Multi-Business Prediction (MBP)

MBP utilizes a parameter-sharing Mixture-of-Experts (MoE) tower within a Transformer-based autoregressive model. Item representations produced by BID are transformed via business-conditioned fusion, adaptive gating, and expert aggregation, producing domain-specific item embeddings for simultaneous prediction across business lines.

Label Dynamic Routing (LDR)

LDR converts sparse, sequential item labels into dense business-aligned label spaces by routing prediction targets to the nearest subsequent relevant item within the same business. This dense labeling further enhances multi-business sequence generation performance.

Representation and Embedding Analysis

To analyze the domain separation capability, MBGR compares sum pooling and BID encoder embedding distributions using PCA projections. BID exhibits distinct clustering by business type, enabling both semantic consistency and improved business discrimination, with smaller businesses showing more pronounced improvements.

Figure 2: Embedding distribution comparisons—BID encoder achieves business separation and semantic integrity, outperforming sum pooling in reflecting domain boundaries.

Model Training and Optimization

MBGR employs end-to-end training with a composite objective combining InfoNCE loss for multi-business sequential prediction and L2 reconstruction loss for semantic preservation. Hyperparameters, such as time decay for interaction weighting and expert count in MBP, are tuned to balance contribution across businesses and optimize for evolving user preferences. Business weights are empirically set to counteract gradient dominance by larger domains and align with platform strategy.

Experimental Evaluation

Offline Experiments

MBGR significantly outperforms baselines (SASRec, HSTU, Tiger) in Hit Rate@10, with pronounced gains for less-represented business domains (B, C). Ablation studies demonstrate that all components—LDR, MBP, BID—have synergistic effects, with LDR contributing the largest performance increment.

Hyperparameter Impact

Optimal time decay ($\alpha=0.05$) maximizes the influence of recent versus historic interactions; smaller businesses benefit more from moderate time decay settings. Empirical business weighting improves Hit@10 for minority domains by up to 16.4% compared to uniform weighting.

Online Deployment

MBGR is incrementally integrated into Meituan's RTB production system, utilizing generated user and item embeddings both as auxiliary retrieval channels and ranking features.

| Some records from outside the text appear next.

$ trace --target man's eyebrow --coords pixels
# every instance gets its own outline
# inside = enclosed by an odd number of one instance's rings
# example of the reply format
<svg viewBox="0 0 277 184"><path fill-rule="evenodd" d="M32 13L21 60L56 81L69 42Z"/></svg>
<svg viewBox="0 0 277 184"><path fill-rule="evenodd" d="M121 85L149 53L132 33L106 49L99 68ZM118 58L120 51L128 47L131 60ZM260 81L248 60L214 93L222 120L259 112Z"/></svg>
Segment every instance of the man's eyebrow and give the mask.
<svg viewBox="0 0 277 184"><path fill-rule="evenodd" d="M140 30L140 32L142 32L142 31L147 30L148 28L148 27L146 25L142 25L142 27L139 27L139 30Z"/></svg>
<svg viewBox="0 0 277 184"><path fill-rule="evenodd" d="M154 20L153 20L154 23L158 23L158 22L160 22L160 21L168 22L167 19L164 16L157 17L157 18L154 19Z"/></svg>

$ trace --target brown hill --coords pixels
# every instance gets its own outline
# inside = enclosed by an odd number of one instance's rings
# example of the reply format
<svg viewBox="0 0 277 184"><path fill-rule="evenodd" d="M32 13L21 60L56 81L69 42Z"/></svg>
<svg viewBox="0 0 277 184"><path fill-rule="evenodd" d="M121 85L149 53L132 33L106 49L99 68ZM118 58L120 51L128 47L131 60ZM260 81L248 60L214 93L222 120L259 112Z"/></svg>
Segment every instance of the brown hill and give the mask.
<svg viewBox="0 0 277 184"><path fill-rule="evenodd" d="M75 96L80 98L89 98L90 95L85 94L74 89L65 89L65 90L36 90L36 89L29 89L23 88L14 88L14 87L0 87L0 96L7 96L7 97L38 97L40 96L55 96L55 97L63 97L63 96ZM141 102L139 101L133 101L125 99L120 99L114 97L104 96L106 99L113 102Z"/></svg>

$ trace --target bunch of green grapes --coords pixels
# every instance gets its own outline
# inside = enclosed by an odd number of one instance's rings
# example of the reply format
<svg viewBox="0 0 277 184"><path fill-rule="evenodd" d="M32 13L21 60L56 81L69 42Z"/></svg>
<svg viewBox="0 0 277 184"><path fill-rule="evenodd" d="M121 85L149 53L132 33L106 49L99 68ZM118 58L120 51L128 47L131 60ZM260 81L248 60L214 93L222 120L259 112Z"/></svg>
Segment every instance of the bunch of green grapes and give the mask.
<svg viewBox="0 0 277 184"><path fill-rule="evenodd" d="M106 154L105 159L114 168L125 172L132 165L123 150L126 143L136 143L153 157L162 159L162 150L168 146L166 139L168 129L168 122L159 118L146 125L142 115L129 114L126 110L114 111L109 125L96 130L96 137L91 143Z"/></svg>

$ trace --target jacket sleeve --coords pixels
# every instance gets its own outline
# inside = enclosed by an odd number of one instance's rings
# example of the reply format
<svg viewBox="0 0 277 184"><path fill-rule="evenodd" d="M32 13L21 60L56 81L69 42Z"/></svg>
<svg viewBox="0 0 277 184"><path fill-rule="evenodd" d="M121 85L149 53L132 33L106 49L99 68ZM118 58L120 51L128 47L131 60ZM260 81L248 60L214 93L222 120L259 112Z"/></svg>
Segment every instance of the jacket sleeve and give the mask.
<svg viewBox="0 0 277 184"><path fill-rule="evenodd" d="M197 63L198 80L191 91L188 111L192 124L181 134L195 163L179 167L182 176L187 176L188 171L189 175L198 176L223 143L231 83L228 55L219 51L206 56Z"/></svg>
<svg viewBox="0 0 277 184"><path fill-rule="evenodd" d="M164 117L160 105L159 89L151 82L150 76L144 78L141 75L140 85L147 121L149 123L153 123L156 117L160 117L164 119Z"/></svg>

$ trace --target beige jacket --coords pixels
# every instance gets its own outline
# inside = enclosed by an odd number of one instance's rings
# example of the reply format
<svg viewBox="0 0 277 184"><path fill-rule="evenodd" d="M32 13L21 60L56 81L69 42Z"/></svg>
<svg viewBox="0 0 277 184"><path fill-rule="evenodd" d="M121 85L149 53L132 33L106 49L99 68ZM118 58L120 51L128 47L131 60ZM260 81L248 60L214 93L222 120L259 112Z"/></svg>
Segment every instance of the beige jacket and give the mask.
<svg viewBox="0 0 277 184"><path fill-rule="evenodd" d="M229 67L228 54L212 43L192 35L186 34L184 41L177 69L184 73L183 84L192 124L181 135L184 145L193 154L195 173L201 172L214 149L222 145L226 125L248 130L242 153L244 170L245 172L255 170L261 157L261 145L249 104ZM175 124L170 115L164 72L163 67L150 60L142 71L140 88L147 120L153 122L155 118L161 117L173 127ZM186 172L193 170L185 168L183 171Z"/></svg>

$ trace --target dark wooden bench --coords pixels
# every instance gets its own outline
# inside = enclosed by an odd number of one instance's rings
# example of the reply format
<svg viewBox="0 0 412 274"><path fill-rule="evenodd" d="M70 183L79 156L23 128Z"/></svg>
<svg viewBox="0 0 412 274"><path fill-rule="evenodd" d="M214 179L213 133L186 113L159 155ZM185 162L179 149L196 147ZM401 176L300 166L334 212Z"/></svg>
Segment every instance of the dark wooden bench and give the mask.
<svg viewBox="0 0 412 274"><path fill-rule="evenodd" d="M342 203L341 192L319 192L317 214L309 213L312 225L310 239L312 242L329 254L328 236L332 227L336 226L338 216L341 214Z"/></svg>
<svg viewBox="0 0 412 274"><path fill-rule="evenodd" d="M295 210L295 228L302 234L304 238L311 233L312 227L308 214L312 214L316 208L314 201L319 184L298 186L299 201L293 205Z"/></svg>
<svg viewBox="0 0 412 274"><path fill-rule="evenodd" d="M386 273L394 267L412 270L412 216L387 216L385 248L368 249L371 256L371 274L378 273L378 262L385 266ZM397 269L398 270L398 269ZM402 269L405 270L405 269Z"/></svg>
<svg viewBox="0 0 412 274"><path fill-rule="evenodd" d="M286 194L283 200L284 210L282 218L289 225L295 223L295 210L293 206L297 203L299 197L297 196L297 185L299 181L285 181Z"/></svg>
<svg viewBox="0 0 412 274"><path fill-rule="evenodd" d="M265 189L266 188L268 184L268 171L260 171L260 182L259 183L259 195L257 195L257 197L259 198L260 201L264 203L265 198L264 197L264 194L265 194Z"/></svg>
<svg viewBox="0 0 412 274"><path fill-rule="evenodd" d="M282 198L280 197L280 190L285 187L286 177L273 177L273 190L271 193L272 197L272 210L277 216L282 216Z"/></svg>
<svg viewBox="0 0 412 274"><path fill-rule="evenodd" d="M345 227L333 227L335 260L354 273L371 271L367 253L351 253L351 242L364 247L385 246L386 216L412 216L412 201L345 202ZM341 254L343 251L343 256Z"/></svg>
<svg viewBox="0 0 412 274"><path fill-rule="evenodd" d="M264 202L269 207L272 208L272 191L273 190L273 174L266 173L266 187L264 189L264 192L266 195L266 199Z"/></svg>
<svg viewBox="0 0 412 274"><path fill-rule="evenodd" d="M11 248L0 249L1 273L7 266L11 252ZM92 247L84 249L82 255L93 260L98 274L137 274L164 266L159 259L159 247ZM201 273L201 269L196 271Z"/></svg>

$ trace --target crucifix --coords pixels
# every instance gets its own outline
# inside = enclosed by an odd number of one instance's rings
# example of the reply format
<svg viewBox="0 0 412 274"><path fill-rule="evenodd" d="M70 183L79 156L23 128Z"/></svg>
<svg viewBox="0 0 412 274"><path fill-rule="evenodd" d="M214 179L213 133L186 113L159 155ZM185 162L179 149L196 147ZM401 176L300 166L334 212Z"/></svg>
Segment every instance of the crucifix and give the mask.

Figure 3: MBGR's online deployment architecture enhances feature enrichment and retrieval, supporting industrial robustness and high-QPS requirements.

Online A/B testing with a 30% traffic split yields a weighted +3.98% increase in CTCVR over baseline models, with smaller business categories registering the highest absolute gains.

Implications and Future Directions

MBGR resolves critical industrial challenges in scaling GR to multi-business platforms. The BID encoder demonstrates domain-specific embedding segregation, MBP enables domain-adaptive generative prediction, and LDR ensures dense, relevant label supervision. MBGR's improvements, particularly for minority domains, motivate broader investigation into domain-aware generative models, adaptive gradient adjustment, and cross-business representation learning. Extension toward dynamic business weighting, further MoE specialization, and robust streaming adaptation are pertinent future directions for large-scale AI recommendation engines.

Conclusion

MBGR advances the generative recommendation paradigm into multi-business contexts, countering gradient coupling, representation confusion, and label sparsity. The business-aware modular architecture provides robust signal separation and domain-specific modeling, demonstrated by superior offline/online performance and practical deployment success. The framework's principled business-specific adaptation and scalable integration underscore its theoretical and practical relevance for future industrial AI systems.